Dad.  Father.  Pop.  The Old Man.  Daddy.

The names we call the first man in our lives.  The man who is afraid to hold us because we might break and then is amazed when we grow up and cause all sorts of trouble.

My dad was always there for us girls, ‘his girls’ and he called us.  He worked and supported us financially and emotionally, mentally and physically.

He carried us on his shoulders, held us in his arms; He laughed with us, cried with us, and shared himself with us.

I was his oldest girl of 4 girls…no boys.  I was the one that was called on to help with the plumbing, the painting, the carpentry work, the handy man jobs, and all those things a son would have been assumed to help with.  And then we wondered why I went into Technical Theatre–putting all of those skills to use.

My first bike was a bike that was passed down in the family that he and I tore apart, repainted blue and silver and then re-assembled.  We built my first private bedroom together in the basement–that’s when I learned about doing electrical work, hanging drywall, and other fun carpentry jobs.

He was the driver on vacations and the chauffeur when we needed rides to friends.  He was there for report cards and first days of school.  He was there when we were sick and injured.  He was there with his camera, his flip top sunshades, black socks with converse tennis shoes and fishing hat as the epitome of a tourist.  He was there with handkerchiefs and strong shoulders for scrapes and bruises.

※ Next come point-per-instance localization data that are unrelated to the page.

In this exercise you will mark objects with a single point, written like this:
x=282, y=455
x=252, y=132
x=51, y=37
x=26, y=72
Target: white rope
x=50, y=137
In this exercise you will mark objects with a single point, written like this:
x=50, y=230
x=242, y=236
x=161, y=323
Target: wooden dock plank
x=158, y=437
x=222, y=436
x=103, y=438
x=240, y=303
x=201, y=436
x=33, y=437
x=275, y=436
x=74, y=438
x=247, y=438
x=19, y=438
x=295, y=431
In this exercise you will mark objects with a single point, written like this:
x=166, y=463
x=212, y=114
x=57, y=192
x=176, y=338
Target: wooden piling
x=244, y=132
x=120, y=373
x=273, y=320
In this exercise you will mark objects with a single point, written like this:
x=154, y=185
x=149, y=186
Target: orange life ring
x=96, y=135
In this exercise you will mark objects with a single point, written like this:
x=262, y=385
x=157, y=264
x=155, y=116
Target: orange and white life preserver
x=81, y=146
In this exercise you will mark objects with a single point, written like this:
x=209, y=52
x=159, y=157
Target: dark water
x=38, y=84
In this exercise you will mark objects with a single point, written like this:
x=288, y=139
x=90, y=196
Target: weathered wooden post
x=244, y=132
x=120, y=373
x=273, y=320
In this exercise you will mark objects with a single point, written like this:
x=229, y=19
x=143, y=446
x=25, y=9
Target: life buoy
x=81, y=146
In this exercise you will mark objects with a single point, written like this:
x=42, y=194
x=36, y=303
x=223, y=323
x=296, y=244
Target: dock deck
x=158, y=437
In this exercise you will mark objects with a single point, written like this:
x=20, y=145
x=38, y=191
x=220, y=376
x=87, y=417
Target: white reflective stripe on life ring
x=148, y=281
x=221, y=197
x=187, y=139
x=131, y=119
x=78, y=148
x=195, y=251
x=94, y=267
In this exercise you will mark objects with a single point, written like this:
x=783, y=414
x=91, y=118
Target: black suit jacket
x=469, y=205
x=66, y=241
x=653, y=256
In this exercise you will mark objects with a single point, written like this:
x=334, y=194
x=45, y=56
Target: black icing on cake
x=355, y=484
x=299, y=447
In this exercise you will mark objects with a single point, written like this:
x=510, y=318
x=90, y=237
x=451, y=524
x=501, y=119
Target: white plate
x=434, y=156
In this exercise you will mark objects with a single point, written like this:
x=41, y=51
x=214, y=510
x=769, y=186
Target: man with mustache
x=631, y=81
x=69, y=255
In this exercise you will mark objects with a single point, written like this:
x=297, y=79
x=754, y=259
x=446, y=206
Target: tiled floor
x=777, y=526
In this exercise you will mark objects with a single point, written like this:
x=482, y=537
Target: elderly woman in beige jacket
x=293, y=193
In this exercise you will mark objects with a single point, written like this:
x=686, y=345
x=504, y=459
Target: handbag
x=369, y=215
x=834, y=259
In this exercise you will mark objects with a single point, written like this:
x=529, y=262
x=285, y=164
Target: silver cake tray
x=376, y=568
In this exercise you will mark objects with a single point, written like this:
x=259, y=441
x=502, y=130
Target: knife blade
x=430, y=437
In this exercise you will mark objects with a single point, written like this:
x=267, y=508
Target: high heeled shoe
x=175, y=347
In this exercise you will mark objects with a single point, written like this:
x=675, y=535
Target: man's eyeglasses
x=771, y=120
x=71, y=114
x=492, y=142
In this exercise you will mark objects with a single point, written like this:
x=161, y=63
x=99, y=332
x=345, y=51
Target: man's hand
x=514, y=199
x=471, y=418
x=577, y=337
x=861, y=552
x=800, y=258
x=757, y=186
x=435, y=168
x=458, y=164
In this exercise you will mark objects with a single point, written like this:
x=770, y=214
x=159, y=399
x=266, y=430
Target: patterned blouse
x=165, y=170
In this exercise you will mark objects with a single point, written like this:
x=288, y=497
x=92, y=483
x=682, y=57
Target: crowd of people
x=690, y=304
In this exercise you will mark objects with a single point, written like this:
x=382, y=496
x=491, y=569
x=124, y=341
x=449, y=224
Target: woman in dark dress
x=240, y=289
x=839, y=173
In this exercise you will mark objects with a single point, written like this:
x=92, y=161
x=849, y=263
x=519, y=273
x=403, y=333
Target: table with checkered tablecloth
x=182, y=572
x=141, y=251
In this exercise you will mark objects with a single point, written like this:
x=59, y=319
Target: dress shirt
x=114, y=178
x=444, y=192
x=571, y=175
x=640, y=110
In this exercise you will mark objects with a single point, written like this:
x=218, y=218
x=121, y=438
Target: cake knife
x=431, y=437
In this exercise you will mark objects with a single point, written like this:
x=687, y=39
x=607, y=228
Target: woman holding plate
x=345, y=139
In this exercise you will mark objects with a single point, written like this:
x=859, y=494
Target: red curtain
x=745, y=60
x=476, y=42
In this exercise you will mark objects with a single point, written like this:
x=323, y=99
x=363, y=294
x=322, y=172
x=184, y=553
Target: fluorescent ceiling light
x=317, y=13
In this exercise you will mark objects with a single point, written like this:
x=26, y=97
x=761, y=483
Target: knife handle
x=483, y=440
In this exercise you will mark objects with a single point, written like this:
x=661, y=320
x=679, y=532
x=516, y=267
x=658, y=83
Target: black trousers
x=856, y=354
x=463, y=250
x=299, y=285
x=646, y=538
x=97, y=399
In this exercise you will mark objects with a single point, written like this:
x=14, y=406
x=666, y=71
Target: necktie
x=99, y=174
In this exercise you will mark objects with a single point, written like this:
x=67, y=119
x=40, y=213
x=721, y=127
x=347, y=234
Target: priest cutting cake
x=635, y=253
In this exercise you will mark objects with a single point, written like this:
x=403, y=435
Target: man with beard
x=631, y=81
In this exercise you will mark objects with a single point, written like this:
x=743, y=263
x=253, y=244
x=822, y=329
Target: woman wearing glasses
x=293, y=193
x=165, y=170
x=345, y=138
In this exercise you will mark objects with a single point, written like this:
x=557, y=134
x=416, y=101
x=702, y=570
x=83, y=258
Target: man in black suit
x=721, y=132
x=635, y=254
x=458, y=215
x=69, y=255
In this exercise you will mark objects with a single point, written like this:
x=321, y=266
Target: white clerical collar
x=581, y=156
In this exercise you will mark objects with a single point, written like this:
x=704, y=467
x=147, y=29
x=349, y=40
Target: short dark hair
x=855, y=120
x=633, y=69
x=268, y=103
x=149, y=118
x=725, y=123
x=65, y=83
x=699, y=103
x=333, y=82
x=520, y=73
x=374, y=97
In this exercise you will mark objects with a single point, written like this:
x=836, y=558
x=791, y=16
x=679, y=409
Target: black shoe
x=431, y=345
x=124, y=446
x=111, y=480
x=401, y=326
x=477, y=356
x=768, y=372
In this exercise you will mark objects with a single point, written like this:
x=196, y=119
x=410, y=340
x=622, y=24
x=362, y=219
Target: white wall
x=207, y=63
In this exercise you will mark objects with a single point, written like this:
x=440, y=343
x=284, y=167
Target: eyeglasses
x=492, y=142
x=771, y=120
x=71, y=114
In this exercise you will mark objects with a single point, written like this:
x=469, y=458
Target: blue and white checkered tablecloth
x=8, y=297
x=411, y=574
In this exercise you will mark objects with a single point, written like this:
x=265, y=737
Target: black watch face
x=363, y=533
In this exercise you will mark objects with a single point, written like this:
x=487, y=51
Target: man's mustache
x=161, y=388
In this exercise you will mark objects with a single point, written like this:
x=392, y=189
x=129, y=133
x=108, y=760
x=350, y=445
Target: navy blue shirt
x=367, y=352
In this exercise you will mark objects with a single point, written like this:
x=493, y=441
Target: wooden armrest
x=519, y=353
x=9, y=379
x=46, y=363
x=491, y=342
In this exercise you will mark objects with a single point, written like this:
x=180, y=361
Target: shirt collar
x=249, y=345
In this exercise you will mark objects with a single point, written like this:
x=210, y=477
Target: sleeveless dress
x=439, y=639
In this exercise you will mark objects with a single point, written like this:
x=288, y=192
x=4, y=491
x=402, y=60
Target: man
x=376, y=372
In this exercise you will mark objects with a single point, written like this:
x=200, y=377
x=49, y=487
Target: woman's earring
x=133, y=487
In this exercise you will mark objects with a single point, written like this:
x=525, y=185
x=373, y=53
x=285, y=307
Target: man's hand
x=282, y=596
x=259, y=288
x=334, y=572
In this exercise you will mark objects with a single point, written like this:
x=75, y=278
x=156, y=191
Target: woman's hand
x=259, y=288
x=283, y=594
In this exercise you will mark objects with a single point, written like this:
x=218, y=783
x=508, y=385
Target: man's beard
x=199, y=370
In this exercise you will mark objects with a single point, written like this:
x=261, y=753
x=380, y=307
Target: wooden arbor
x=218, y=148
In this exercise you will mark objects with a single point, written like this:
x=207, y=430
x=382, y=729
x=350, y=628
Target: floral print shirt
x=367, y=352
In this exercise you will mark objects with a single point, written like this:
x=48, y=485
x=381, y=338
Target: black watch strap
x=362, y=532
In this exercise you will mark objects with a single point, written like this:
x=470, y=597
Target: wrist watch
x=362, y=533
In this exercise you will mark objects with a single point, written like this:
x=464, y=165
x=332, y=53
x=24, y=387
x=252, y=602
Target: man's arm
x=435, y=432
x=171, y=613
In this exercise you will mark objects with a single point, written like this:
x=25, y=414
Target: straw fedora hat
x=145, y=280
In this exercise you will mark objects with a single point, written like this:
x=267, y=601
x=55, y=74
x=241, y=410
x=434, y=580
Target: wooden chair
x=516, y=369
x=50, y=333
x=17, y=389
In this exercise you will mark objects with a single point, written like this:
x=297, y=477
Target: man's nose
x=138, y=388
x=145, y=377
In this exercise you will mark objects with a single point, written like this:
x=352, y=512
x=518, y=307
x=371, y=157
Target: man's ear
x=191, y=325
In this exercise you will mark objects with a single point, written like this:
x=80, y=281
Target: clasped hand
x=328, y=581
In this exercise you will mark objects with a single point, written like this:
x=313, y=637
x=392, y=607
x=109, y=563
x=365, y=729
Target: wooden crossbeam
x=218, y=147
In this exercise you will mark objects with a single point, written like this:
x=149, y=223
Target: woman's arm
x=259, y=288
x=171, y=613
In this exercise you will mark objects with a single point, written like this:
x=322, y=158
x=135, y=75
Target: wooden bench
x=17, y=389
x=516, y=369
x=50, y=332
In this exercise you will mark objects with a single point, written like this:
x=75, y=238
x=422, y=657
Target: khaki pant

He was there for first jobs, first dates, first steps and first words.  He was there standing tall and proud as we became young women.  He was there when we graduated 8th grade, high school and college.

He got up early so that he could make the coffee, make our lunches, and get ready for the day before waking up mom and us kids for school.  He even took special orders!

He did the laundry and mowed the lawn.  He did most of the housework (mom was allergic to the soap and cleansers—and he didn’t like her going up and down the stairs with her heart problems).  And yes….he taught us how to do all of that too.

He took us to playgrounds and amusement parks, tourist attractions and historical sites.  He loved for us all to sing on trips, though he couldn’t carry a tune in a bucket—-but he sang and laughed with us for hours as he drove.

He taught me to read a map and encouraged me to figure out directions and alternate routes.  He took me for my driving test and then told me ‘to get lost’ so that I wouldn’t panic if I ever got truly lost. (Good advice!  It worked!)

He and I would have late night discussions about history, and politics, and religion, and life.  He explained the world as he saw it and pushed us to look at various sides.

But most of all….he was there.  Through the thick and the thin, he was there.

Until he wasn’t, having succumbed to death’s call.  But he lives on in “his girls'” minds.  His love and guidance virtues that we seek in our life partners.

Dad—we miss you and love you.  You are thought of and missed immensely.  Thank you for being mine 🙂  Happy Father’s Day!